People in New South Wales live with some of the least protection of their human rights in any Western democracy. We have no federal Human Rights Act and, unlike our neighbours in the ACT, Queensland and Victoria, our state is yet to introduce its own. The rights that all of us are owed under international human rights law need to be properly protected in Australian law -- at the federal level and in every state and territory.
The NSW Parliament now has the opportunity to begin a community consultation about a Human Rights Act for NSW. Evidence from other jurisdictions shows this would be a meaningful change for Aboriginal and Torres Strait Islander people.
In Victoria, the Charter of Human Rights (2006) has been used to prevent children being held in adult maximum-security prisons and to improve healthcare for First Nations peoples in custody.
In Queensland, the Human Rights Act (2019) has improved recognition of Aboriginal and Torres Strait Islander culture in schools and supported a First Nations family to secure disability-accessible housing.
In the ACT, the Human Rights Act (2004) has guided decisions around housing, healthcare, and prison conditions for over 20 years -- including a Human Rights Commission intervention to defend the cultural rights of a First Nations child in prison.
A Human Rights Act for NSW is not radical. It would simply make it unlawful for a public authority to act in a way that is incompatible with a person's human rights. Decision makers would have to ensure the participation of First Nations people in decisions likely to affect them. As it stands, the NSW Government can legally make decisions that affect First Nations people without their participation or consent. That has to change if we really want to close the gaps in opportunity, rights and living conditions.
A Human Rights Act would mean that decisions about housing, child protection, prisons, or healthcare would have to be tested against whether they uphold First Nations peoples' rights to culture, equality before the law, and family life. It could also acknowledge the historical and ongoing dispossession of the First Peoples of NSW and the right of Aboriginal and Torres Strait Islander peoples to self-determination — offering a tangible way to incorporate rights enshrined in the United Nations Declaration on the Rights of Indigenous Peoples (UNDRIP).
Dedicated protections could legally articulate that our people have the right to maintain our identity, culture, language, kinship, and relationship with land, waters and resources under our traditional laws and customs. This recognition is not just symbolic.
Right now, too many First Nations peoples in NSW are still fighting for basic rights case by case, policy by policy. The legal protections available are piecemeal and only responsive after rights have been violated. A Human Rights Act would alter the balance -- making the NSW Government morally and legally responsible for protecting our rights from the very beginning of the policy cycle. When administrative decisions breach human rights, people would gain accessible pathways to challenge them through a new NSW Human Rights Commission or a court or tribunal.

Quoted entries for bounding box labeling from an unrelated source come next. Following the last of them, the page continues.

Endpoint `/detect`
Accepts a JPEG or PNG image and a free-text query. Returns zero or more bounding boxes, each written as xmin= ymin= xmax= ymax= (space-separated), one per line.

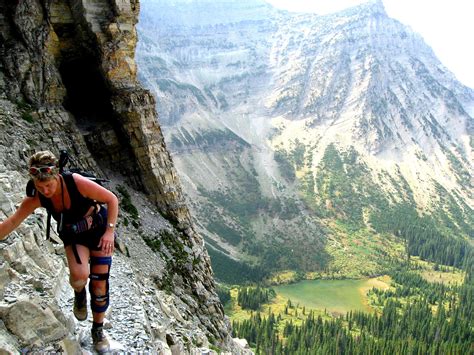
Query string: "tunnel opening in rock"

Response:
xmin=59 ymin=56 xmax=114 ymax=135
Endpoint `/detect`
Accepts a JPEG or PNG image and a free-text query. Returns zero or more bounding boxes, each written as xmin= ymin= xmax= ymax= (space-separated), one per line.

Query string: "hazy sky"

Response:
xmin=266 ymin=0 xmax=474 ymax=88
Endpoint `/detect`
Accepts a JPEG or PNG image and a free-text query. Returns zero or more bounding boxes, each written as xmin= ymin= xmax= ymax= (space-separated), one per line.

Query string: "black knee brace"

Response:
xmin=89 ymin=256 xmax=112 ymax=313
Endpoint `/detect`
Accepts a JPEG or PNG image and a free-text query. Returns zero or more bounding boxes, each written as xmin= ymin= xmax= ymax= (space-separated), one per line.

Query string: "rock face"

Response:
xmin=0 ymin=0 xmax=244 ymax=354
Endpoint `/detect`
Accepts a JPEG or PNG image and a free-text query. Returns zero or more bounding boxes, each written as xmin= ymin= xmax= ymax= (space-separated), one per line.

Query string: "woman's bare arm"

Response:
xmin=0 ymin=196 xmax=41 ymax=240
xmin=73 ymin=174 xmax=118 ymax=254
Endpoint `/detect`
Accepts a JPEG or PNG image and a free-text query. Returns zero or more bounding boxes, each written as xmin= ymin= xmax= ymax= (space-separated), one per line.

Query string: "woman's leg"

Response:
xmin=64 ymin=245 xmax=90 ymax=292
xmin=89 ymin=250 xmax=112 ymax=323
xmin=89 ymin=251 xmax=112 ymax=353
xmin=64 ymin=245 xmax=90 ymax=321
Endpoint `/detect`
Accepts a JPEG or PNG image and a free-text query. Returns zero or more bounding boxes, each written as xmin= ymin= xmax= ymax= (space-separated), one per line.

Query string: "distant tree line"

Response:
xmin=237 ymin=286 xmax=276 ymax=311
xmin=370 ymin=204 xmax=474 ymax=268
xmin=233 ymin=266 xmax=474 ymax=355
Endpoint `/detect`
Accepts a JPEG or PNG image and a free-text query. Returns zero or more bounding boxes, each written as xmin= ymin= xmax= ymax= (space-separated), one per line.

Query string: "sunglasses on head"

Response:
xmin=29 ymin=165 xmax=56 ymax=176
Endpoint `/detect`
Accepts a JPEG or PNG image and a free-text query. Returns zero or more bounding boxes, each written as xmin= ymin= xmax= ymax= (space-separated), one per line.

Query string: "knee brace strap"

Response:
xmin=91 ymin=256 xmax=112 ymax=268
xmin=89 ymin=256 xmax=112 ymax=313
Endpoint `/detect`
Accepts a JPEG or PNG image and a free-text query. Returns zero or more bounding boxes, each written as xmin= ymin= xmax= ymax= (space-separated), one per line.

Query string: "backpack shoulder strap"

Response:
xmin=61 ymin=171 xmax=81 ymax=198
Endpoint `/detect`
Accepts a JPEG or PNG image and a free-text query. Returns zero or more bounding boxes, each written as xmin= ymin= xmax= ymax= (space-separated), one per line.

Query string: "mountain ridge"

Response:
xmin=137 ymin=1 xmax=474 ymax=280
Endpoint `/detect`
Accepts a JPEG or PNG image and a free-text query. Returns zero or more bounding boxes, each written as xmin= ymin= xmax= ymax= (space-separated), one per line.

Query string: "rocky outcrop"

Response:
xmin=0 ymin=0 xmax=240 ymax=354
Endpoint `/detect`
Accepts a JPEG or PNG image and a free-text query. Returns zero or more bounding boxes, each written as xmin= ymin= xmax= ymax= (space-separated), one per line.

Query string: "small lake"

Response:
xmin=273 ymin=279 xmax=373 ymax=314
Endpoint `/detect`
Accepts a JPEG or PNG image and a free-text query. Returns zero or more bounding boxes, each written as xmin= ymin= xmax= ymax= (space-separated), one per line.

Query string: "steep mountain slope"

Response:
xmin=137 ymin=0 xmax=474 ymax=278
xmin=0 ymin=0 xmax=246 ymax=354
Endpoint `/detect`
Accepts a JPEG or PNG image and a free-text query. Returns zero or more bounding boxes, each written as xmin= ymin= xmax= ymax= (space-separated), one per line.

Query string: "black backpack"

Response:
xmin=26 ymin=150 xmax=110 ymax=244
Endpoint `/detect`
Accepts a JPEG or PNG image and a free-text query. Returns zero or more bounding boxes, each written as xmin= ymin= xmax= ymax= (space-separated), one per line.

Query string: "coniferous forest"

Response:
xmin=233 ymin=267 xmax=474 ymax=355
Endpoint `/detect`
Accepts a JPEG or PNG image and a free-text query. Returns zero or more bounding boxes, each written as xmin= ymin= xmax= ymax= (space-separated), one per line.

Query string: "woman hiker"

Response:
xmin=0 ymin=151 xmax=118 ymax=353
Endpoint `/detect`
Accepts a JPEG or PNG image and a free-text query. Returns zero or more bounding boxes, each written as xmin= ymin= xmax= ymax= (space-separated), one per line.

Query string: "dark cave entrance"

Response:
xmin=59 ymin=56 xmax=114 ymax=135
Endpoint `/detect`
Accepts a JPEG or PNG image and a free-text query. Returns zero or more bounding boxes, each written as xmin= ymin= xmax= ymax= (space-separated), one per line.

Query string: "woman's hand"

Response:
xmin=98 ymin=228 xmax=115 ymax=256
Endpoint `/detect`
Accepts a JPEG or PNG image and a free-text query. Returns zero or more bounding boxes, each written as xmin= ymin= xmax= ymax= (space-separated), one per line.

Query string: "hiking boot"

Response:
xmin=72 ymin=287 xmax=87 ymax=321
xmin=91 ymin=327 xmax=110 ymax=354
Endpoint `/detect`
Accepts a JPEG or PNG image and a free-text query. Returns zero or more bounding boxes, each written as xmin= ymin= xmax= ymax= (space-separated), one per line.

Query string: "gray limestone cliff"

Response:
xmin=0 ymin=0 xmax=245 ymax=354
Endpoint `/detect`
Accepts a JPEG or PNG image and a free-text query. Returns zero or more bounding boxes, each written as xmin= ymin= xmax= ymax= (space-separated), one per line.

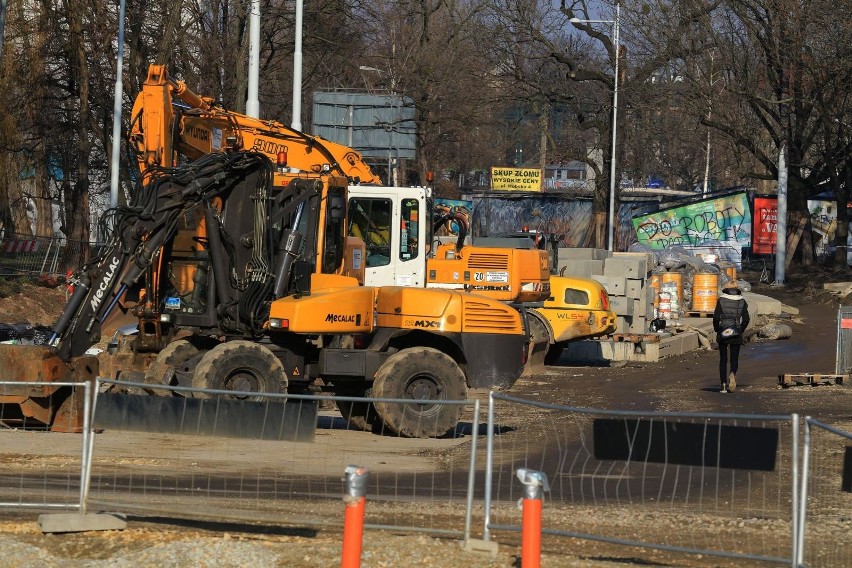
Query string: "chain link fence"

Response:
xmin=0 ymin=234 xmax=100 ymax=276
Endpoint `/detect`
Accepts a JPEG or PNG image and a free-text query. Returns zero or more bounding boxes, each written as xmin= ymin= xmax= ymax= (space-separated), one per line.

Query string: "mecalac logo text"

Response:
xmin=89 ymin=256 xmax=121 ymax=312
xmin=325 ymin=314 xmax=355 ymax=323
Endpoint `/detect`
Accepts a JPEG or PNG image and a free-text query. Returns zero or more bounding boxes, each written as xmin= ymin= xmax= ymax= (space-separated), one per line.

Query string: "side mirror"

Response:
xmin=328 ymin=195 xmax=346 ymax=221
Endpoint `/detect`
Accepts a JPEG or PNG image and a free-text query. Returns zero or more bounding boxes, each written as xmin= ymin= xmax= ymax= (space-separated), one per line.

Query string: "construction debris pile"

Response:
xmin=557 ymin=245 xmax=751 ymax=334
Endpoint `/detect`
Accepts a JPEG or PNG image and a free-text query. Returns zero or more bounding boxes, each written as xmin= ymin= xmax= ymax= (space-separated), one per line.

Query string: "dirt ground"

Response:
xmin=0 ymin=271 xmax=852 ymax=567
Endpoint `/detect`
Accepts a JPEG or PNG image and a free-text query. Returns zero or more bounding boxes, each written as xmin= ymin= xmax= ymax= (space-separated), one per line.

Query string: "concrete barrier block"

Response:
xmin=559 ymin=258 xmax=604 ymax=278
xmin=603 ymin=257 xmax=647 ymax=278
xmin=612 ymin=252 xmax=654 ymax=278
xmin=609 ymin=296 xmax=634 ymax=316
xmin=624 ymin=277 xmax=645 ymax=299
xmin=556 ymin=247 xmax=612 ymax=262
xmin=592 ymin=274 xmax=626 ymax=296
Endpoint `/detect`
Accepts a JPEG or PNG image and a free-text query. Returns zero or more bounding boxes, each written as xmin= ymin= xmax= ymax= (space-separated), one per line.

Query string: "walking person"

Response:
xmin=713 ymin=285 xmax=750 ymax=393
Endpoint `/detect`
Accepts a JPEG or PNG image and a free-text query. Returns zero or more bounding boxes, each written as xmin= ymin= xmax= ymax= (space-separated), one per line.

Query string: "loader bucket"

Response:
xmin=0 ymin=344 xmax=98 ymax=432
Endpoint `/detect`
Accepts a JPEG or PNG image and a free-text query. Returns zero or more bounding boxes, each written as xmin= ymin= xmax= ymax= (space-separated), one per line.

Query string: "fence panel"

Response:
xmin=0 ymin=231 xmax=101 ymax=275
xmin=798 ymin=417 xmax=852 ymax=567
xmin=0 ymin=381 xmax=92 ymax=512
xmin=484 ymin=393 xmax=797 ymax=563
xmin=88 ymin=380 xmax=478 ymax=536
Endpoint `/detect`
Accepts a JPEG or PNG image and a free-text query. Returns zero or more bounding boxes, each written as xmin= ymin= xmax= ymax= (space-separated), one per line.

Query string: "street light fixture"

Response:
xmin=568 ymin=4 xmax=621 ymax=252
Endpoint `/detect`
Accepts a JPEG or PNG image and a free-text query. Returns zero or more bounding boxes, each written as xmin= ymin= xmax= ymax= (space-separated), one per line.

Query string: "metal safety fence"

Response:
xmin=5 ymin=379 xmax=852 ymax=566
xmin=83 ymin=380 xmax=479 ymax=537
xmin=483 ymin=393 xmax=798 ymax=564
xmin=0 ymin=381 xmax=92 ymax=513
xmin=797 ymin=416 xmax=852 ymax=567
xmin=0 ymin=231 xmax=100 ymax=275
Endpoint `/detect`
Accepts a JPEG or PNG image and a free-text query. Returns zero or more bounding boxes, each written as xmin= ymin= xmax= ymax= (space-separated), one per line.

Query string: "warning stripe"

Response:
xmin=0 ymin=240 xmax=38 ymax=254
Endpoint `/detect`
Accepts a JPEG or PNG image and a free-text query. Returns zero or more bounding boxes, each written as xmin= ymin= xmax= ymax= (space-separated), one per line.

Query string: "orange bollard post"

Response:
xmin=340 ymin=465 xmax=368 ymax=568
xmin=518 ymin=468 xmax=550 ymax=568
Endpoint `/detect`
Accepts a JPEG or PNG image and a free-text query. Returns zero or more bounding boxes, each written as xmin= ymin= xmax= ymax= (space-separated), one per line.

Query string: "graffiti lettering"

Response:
xmin=633 ymin=195 xmax=751 ymax=249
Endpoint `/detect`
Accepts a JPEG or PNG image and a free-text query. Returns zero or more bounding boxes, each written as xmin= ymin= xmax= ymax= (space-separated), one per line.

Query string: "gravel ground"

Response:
xmin=0 ymin=518 xmax=760 ymax=568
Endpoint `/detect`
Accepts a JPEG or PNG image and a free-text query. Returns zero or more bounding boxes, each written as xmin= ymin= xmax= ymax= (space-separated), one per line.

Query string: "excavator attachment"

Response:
xmin=0 ymin=345 xmax=98 ymax=432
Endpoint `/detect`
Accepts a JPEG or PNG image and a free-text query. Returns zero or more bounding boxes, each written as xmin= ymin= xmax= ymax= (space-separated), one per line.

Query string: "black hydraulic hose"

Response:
xmin=48 ymin=275 xmax=92 ymax=345
xmin=204 ymin=206 xmax=233 ymax=304
xmin=272 ymin=202 xmax=305 ymax=298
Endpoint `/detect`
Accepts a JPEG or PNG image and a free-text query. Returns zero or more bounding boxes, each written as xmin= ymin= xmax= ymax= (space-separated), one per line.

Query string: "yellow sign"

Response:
xmin=491 ymin=168 xmax=542 ymax=191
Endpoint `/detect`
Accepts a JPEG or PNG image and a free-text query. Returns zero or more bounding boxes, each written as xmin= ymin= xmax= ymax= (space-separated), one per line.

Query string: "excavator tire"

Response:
xmin=524 ymin=312 xmax=550 ymax=375
xmin=544 ymin=341 xmax=567 ymax=365
xmin=335 ymin=389 xmax=382 ymax=432
xmin=192 ymin=340 xmax=288 ymax=401
xmin=373 ymin=347 xmax=467 ymax=438
xmin=144 ymin=339 xmax=201 ymax=396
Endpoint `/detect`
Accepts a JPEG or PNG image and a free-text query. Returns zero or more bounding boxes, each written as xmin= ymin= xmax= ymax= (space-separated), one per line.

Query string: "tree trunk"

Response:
xmin=830 ymin=164 xmax=852 ymax=270
xmin=66 ymin=2 xmax=91 ymax=263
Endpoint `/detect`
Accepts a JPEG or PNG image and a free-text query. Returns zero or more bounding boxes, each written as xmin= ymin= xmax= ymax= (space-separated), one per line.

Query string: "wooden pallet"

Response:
xmin=612 ymin=333 xmax=660 ymax=343
xmin=683 ymin=311 xmax=713 ymax=318
xmin=778 ymin=373 xmax=849 ymax=387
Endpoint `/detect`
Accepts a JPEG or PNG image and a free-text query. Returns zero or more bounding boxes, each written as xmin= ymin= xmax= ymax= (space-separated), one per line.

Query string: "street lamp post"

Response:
xmin=568 ymin=4 xmax=621 ymax=252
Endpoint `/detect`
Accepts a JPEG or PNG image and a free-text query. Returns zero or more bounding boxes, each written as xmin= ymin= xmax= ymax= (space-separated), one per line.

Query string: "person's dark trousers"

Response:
xmin=719 ymin=343 xmax=740 ymax=386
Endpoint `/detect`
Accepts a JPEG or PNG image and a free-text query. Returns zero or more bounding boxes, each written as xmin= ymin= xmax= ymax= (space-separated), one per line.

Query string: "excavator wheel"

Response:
xmin=192 ymin=340 xmax=288 ymax=401
xmin=524 ymin=312 xmax=558 ymax=375
xmin=544 ymin=341 xmax=567 ymax=365
xmin=144 ymin=339 xmax=201 ymax=396
xmin=373 ymin=347 xmax=467 ymax=438
xmin=335 ymin=389 xmax=382 ymax=432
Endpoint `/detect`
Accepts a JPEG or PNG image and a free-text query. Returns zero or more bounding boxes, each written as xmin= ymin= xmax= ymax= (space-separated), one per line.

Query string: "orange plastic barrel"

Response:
xmin=661 ymin=272 xmax=683 ymax=306
xmin=692 ymin=272 xmax=719 ymax=312
xmin=657 ymin=292 xmax=672 ymax=319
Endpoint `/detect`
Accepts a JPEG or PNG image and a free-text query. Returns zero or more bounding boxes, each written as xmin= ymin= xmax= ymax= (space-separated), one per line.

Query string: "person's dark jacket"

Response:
xmin=713 ymin=288 xmax=751 ymax=345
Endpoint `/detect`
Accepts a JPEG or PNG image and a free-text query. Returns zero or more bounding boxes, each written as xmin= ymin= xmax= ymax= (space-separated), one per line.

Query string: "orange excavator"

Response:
xmin=0 ymin=66 xmax=528 ymax=437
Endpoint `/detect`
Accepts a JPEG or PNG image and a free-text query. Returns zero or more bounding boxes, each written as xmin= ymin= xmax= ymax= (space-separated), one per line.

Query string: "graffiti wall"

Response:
xmin=472 ymin=196 xmax=657 ymax=250
xmin=633 ymin=193 xmax=752 ymax=249
xmin=808 ymin=197 xmax=852 ymax=264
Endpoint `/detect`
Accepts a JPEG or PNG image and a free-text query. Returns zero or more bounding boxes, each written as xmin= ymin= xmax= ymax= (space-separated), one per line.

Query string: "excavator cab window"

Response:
xmin=322 ymin=187 xmax=346 ymax=274
xmin=164 ymin=207 xmax=210 ymax=314
xmin=399 ymin=199 xmax=420 ymax=262
xmin=565 ymin=288 xmax=589 ymax=306
xmin=348 ymin=197 xmax=392 ymax=267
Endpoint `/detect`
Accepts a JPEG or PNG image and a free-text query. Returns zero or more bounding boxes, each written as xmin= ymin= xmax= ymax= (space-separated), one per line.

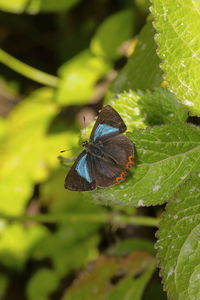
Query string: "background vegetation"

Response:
xmin=0 ymin=0 xmax=200 ymax=300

The critical next step is for the NSW Government to deliver on its Policy Platform promise to support comprehensive community consultation into further legislation to better protect the human rights of NSW residents. The Human Rights Bill 2025 (NSW), introduced by the member for Newtown Jenny Leong in October last year, offers all members of the NSW Legislative Assembly the opportunity to hold the Minns Government to this commitment by referring the Bill to a parliamentary inquiry.
Such an inquiry would be in keeping with other jurisdictions. The South Australian and Federal Parliaments have both recently conducted similar inquiries and both recommended the introduction of Human Rights Acts. An inquiry into a Human Rights Act for NSW would give everyone in our state the chance to contribute to how human rights protections should look at the local level, through their own stories and lived experiences.
First Nations organisations and communities could use an inquiry to share how our human rights - as protected in international law - should look at a local level. It is critical that vulnerable and marginalised communities speak to the design of human rights law. This public dialogue about human rights in NSW is long overdue.
There is significant support for this across the NSW community. More than 100 peak legal and community organisations, faith bodies and unions support the Human Rights Act for NSW Alliance -- united by a belief that legally protecting human rights is a powerful tool for placing dignity and respect at the heart of government decision-making.
For the Act to be effective in addressing the long history and continuing experience of injustice by Aboriginal and Torres Strait Islander peoples, it must be accompanied by transformative systemic and structural reforms in line with the Uluru Statement from the Heart -- Voice, Treaty and Truth-telling -- underpinned by the unique individual and collective rights of our peoples as enshrined in UNDRIP.
Blake Alan Cansdale is a proud Anaiwan man with a strong physical and spiritual connection to Darkinjung Country on the Central Coast of NSW. He is National Director of the First Nations-led ally organisation ANTAR.